Illegal Instrument Kit
In places where abortion is illegal, certain medical instruments can be a giveaway. For this reason, specific supplies have rarely been developed or sold for this procedure. Instead, doctors, backstreet abortionists, and pregnant women turn to common household tools: knitting needles, wire clothes hangers, urinary catheters, and a wide variety of other objects long enough to reach into the uterus.

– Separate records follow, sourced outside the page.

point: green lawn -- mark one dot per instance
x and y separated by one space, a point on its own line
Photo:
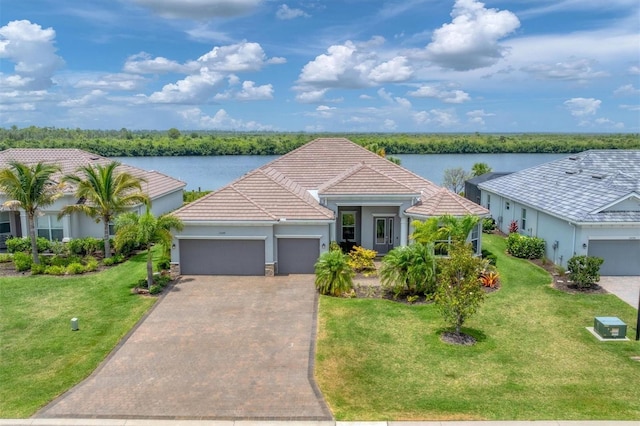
40 357
381 360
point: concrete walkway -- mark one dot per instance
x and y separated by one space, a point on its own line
626 288
106 422
213 348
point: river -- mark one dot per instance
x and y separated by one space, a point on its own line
213 172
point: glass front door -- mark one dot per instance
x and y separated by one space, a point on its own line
383 234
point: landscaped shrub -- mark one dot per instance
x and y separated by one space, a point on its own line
22 261
490 257
23 244
584 271
55 270
38 269
488 225
525 247
164 263
334 276
361 259
75 268
409 270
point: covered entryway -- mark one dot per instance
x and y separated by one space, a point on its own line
297 255
222 257
621 257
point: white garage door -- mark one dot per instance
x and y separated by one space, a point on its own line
621 257
297 255
222 257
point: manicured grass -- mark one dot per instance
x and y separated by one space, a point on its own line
380 360
40 357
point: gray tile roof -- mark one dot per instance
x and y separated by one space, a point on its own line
328 166
69 160
580 188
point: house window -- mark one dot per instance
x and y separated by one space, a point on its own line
348 223
5 225
474 238
49 227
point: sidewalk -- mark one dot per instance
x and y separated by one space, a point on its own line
142 422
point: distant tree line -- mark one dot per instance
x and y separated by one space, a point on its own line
173 142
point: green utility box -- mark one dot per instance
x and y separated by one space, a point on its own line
610 327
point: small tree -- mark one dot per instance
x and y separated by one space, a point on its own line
584 271
29 188
459 293
334 276
454 179
147 230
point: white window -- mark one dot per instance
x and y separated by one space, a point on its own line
49 227
348 223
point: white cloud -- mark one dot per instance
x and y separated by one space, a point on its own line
581 107
471 39
575 69
197 88
32 50
397 69
448 96
245 56
285 12
200 9
117 82
221 120
626 90
143 63
477 116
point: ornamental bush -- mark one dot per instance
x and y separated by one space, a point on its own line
525 247
584 271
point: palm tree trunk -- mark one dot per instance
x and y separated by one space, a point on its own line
107 243
149 267
31 224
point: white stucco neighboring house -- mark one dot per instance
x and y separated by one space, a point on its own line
279 218
583 204
164 191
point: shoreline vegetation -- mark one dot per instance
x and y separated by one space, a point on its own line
173 142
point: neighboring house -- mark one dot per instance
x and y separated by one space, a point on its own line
165 193
280 217
471 190
583 204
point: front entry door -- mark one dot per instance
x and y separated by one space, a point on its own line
383 234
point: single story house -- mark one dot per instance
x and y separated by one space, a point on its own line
583 204
164 191
279 218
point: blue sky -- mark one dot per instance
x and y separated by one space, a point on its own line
322 65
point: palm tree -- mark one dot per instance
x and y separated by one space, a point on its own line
147 230
29 188
103 193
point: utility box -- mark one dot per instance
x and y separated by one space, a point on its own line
610 327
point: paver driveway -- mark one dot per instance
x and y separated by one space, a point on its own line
213 348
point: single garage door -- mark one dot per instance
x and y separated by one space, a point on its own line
222 257
297 255
621 257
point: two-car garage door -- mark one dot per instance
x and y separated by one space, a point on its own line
621 257
246 257
222 257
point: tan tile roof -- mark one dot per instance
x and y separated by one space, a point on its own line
364 179
70 160
330 166
446 202
260 195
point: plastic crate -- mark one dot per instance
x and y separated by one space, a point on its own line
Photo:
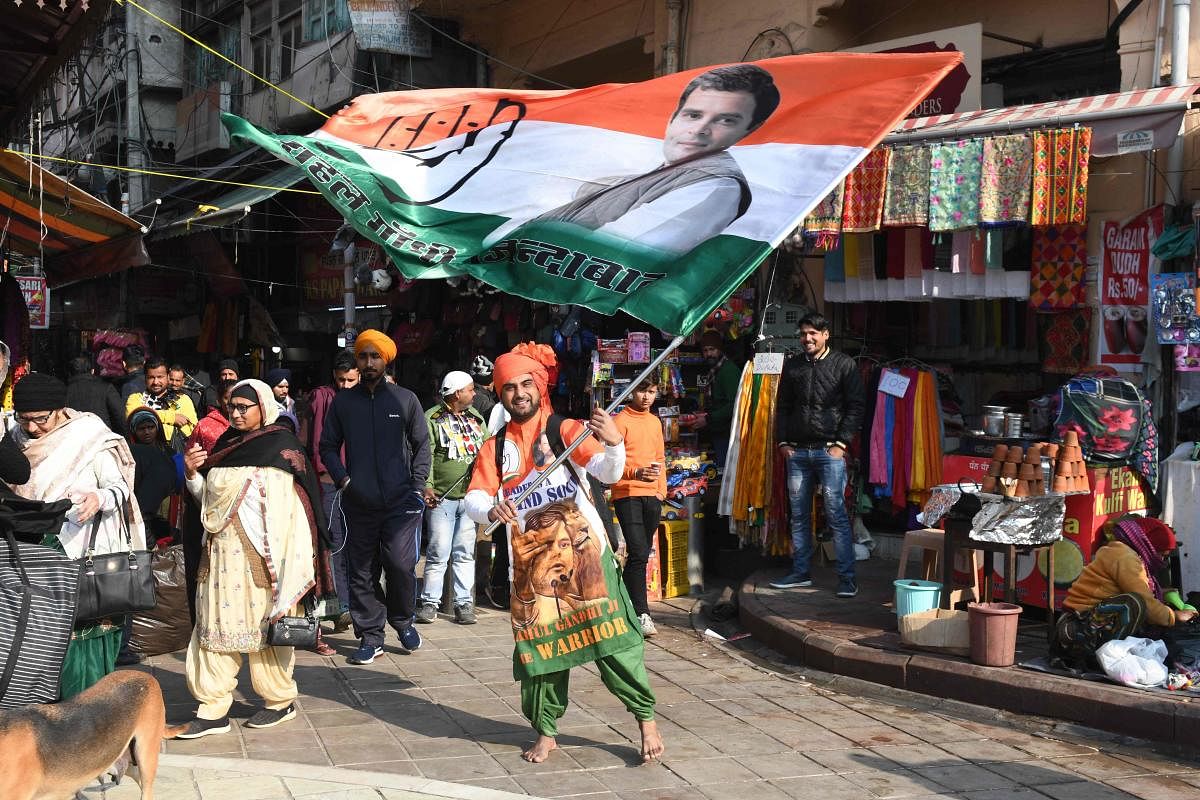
673 558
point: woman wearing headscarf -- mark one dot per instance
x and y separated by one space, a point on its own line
75 455
1119 594
264 552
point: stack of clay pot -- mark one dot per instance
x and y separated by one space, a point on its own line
1071 469
1015 473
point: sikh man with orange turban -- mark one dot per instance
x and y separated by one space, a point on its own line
382 486
568 601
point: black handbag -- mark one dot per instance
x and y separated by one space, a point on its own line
294 631
114 583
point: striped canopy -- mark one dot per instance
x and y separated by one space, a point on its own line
78 235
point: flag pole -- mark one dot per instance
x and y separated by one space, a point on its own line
571 447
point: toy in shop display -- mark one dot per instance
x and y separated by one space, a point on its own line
688 487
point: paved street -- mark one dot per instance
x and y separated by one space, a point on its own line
736 723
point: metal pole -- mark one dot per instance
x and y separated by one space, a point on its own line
133 139
571 447
1181 26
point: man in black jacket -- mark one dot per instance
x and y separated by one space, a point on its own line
89 392
382 485
821 403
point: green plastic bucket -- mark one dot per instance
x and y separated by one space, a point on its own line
915 595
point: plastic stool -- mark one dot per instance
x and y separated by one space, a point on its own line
933 542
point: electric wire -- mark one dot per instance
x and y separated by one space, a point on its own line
221 55
161 174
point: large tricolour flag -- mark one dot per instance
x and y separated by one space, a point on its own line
657 198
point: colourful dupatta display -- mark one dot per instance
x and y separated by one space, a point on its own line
1060 176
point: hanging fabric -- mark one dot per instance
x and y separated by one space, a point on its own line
823 223
955 169
1005 188
906 198
1060 176
1066 336
864 188
1060 257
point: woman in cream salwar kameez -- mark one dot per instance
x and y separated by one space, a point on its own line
263 548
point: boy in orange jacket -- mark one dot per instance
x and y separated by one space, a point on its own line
637 497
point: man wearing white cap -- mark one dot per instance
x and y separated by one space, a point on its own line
456 433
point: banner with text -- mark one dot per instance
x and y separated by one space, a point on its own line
655 198
1125 288
37 300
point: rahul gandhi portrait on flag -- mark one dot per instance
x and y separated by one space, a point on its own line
699 190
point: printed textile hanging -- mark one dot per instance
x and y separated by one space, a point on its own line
1060 257
865 186
1060 176
906 198
1005 188
1066 336
823 223
955 169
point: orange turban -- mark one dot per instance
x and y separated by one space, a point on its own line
538 360
381 341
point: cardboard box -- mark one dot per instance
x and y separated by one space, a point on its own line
939 630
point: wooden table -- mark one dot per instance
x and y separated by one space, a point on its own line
958 537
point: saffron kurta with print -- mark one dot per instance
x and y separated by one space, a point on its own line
568 601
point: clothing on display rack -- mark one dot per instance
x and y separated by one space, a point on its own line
1060 257
865 187
1060 176
1006 188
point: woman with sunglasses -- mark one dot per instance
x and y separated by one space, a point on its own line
264 552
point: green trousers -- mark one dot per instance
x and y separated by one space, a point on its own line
90 656
544 697
93 650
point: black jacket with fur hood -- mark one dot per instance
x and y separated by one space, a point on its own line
820 401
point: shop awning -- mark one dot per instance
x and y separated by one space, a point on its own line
1127 121
77 234
229 208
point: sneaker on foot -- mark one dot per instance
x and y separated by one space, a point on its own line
426 613
792 581
271 717
365 654
465 614
409 638
198 727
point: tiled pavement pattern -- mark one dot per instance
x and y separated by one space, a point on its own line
736 726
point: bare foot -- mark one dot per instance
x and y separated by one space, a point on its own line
652 743
540 750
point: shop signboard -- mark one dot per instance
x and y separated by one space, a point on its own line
958 91
390 26
37 300
323 274
1125 288
589 197
1115 492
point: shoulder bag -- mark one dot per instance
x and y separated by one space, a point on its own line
114 583
294 631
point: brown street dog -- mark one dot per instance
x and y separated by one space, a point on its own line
49 752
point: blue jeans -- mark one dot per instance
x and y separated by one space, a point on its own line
451 537
805 469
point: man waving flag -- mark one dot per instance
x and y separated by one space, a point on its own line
655 198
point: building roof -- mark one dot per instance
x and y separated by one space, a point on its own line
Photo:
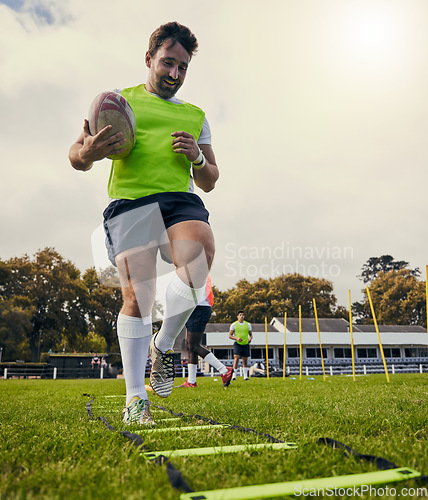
333 332
309 324
390 328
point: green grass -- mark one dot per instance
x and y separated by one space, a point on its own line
49 448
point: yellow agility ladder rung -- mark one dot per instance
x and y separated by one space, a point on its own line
325 486
219 450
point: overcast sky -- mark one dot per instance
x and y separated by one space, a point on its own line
319 119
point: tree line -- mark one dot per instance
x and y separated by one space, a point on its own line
46 303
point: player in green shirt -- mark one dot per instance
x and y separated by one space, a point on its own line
154 210
241 333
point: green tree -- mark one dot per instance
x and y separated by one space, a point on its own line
385 263
398 299
276 296
56 296
15 324
103 303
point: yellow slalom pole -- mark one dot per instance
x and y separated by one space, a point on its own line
300 348
285 345
352 337
319 338
378 335
267 355
426 285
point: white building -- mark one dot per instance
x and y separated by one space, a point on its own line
404 346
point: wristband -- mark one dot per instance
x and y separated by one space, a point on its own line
200 161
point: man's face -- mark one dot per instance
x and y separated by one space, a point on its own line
167 69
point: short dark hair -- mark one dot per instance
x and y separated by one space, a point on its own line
177 33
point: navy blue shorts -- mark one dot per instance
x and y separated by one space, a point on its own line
198 319
242 350
132 223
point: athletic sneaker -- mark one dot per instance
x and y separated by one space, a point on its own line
162 374
226 378
137 412
187 384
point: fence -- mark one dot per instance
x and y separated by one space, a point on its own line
46 371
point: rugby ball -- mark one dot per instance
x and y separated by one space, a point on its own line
111 108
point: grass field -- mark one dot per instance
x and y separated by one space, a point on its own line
50 448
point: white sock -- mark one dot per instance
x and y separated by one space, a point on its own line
192 373
134 336
216 363
181 300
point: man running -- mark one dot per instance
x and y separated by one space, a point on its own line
154 209
195 328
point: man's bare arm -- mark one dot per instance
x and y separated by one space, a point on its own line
88 148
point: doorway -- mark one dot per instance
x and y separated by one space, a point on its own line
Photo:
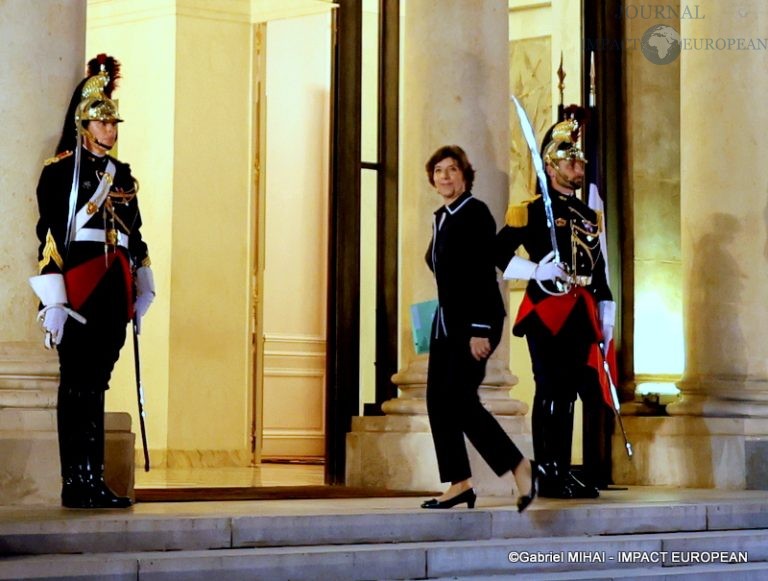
292 152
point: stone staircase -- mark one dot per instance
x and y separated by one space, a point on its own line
626 534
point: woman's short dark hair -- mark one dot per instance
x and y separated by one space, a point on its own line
459 156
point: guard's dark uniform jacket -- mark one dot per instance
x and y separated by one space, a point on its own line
562 331
577 228
110 235
470 303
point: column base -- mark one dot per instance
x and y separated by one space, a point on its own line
397 453
693 452
31 473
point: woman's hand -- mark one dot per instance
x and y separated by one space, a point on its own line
480 347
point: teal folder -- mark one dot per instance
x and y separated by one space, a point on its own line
421 324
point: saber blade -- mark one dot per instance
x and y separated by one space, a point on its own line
140 395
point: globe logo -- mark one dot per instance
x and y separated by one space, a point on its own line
661 44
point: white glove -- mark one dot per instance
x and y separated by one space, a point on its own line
522 269
53 318
548 270
52 293
145 293
607 312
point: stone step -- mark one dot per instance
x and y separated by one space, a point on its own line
234 524
617 556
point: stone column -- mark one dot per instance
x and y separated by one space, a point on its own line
718 435
724 211
456 84
43 61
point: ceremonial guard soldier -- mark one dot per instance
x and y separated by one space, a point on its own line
567 313
94 276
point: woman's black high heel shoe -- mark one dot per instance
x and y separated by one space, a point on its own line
467 496
525 500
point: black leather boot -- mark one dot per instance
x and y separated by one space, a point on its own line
74 492
80 417
100 495
546 446
553 437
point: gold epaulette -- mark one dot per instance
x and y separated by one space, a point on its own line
50 253
57 158
517 214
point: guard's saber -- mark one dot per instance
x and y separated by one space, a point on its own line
616 404
538 165
140 394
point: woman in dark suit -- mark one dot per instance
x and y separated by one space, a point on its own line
465 331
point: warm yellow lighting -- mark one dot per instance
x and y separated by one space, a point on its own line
658 340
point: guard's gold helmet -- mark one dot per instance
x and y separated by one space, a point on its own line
95 104
564 144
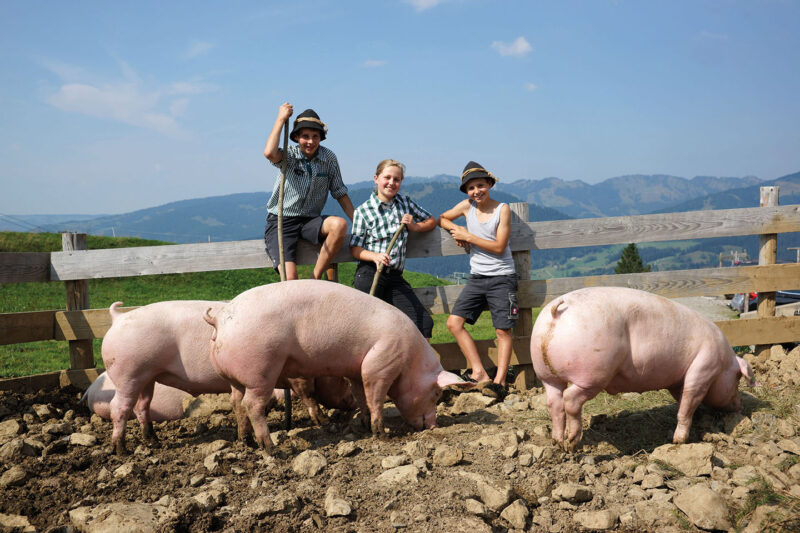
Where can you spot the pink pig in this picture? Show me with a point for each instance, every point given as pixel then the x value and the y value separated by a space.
pixel 625 340
pixel 319 328
pixel 167 402
pixel 167 342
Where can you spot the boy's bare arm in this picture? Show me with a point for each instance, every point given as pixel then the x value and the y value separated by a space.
pixel 446 218
pixel 495 247
pixel 426 225
pixel 271 151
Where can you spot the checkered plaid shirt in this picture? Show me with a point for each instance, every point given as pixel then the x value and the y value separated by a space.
pixel 307 183
pixel 375 222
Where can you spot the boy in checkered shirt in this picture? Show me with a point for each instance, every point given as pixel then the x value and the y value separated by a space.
pixel 374 223
pixel 311 172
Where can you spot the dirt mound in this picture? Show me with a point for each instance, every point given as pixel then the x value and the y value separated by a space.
pixel 489 467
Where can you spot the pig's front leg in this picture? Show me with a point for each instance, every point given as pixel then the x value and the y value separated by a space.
pixel 375 393
pixel 142 412
pixel 242 422
pixel 357 390
pixel 304 388
pixel 574 398
pixel 255 403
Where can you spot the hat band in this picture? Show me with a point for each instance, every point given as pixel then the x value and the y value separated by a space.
pixel 311 119
pixel 478 169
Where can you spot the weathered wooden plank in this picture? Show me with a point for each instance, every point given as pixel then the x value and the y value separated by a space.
pixel 671 284
pixel 85 324
pixel 31 384
pixel 122 262
pixel 26 327
pixel 452 359
pixel 24 267
pixel 655 228
pixel 773 330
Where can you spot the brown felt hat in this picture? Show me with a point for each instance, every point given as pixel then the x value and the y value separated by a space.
pixel 474 170
pixel 308 119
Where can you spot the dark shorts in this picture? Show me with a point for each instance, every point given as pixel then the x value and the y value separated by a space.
pixel 498 292
pixel 294 228
pixel 394 290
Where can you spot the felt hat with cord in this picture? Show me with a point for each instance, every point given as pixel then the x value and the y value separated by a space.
pixel 474 170
pixel 308 119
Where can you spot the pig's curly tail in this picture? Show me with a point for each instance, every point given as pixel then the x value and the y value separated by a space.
pixel 211 320
pixel 555 305
pixel 114 312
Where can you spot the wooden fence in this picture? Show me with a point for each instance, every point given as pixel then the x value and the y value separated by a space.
pixel 75 265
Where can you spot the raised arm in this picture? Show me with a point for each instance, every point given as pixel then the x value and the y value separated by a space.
pixel 271 150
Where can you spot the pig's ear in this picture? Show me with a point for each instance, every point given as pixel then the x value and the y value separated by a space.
pixel 448 379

Ancient Herbs and Oral Solutions
The infusion of local plants ruda and chipilin are used by Salvadorean women to abort during the first trimester. There has been an endless list of oral drugs thought to induce miscarriage, since before the time of Hippocrates. A few examples include: clover mixed with white wine, squirting cucumber, stinking iris, slippery elm, brewer’s yeast, melon, wild carrot, aloe, papaya, crushed ants, camel hair, lead, belladonna, quinine, and pomegranate; alternatively, self-starvation.
Wood and Plastic Rods
Early termination of pregnancy is forbidden in nearly every country in Africa due to the restrictive laws of former colonial rule. For this reason, abortions are either carried out by lay abortionists or by women who are left to their own devices. To this end, the amniotic sac is pierced between the fourth and fifth month of pregnancy. The ensuing discharge of amniotic fluid forces the birth of a dead embryo within two to three days. Sharp objects are used in the process, such as branches or long thorns. Piercing the amniotic sac often leads to complications, such as heavy bleeding and/or life-threatening infections. With luck, women are able to arrive at a hospital in time to take care of the situation.
Life Support Machine
On Nov. 27, 2014, an Irish woman in her twenties was admitted to the hospital with headaches and nausea. Two days later, the mother of two suffered a fall and was later found unresponsive. On Dec. 9, she was declared clinically brain dead. She was 15 weeks pregnant at the time and was placed on life support against her family’s wishes. On Dec. 26, the Irish High Court ruled that the life-support machine could be turned off after hearing that her fetus had little chance of surviving.
In Ireland, abortion is illegal unless it occurs as the result of a medical intervention performed to save the life of the mother. Under the 1983 8th Amendment of the Irish Constitution, an unborn child has the same rights as its mother.